I've got the tools and the links.

Though my question is, is that temp important, or can I just heat some water up until it's just about to boil and sparge with it. Or does the 168-170 temp actually make a difference for sparging? At that point all the conversion should have happened, at which point I'm just rinsing the left over sugars off the grains.
 
sparge temp is VERY important. get the water to 165-170, so when you dump it in, it stops enzyme activity. no hotter, tho, since if it passes 170, you start breaking down grain husks, and it turns tannic

Disregard my last post, you already answered my question about getting too hot when I was typing.
 
You need the mash to be at those temps.
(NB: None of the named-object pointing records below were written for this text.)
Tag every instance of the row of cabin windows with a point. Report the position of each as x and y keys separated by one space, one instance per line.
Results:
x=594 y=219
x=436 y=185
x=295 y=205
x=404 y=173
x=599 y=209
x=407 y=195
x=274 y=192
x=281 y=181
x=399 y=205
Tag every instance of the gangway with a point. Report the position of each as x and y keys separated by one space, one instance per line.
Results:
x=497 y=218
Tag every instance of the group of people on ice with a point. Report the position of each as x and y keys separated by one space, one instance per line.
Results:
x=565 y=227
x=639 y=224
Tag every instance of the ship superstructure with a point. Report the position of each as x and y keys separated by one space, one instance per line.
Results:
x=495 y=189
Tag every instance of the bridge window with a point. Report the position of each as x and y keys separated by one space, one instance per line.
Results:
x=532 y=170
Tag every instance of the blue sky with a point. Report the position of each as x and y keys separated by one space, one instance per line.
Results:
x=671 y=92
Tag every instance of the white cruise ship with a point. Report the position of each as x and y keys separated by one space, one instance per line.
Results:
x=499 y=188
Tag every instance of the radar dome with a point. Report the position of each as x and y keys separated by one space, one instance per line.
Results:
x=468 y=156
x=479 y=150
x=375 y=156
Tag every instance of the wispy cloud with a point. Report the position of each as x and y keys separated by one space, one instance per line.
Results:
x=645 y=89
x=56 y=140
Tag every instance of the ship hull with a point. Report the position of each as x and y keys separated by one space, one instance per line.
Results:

If you dump 170F water into 152F mash you won't be hot enough. A lot depends on your equipment & grain amounts. Sometimes you will need to dump in 185F water and other times you might need 200F water.
 
+1 to what sam said. With my system (48qt cooler and ss braid) I heat my sparge water to 185-190 and almost always get the grain bed up to 168-170. I used to not worry about reaching mash-out but was having problems with body and attenuation. My beers were turning out too thin and I was getting extremely high attentuations because enzyme reactions were still happening inside the boil kettle prior to reaching the the 168 degree mark. If you're trying to achieve a specific fermentability in your wort (especially when step mashing) it's pretty important to reach mash out.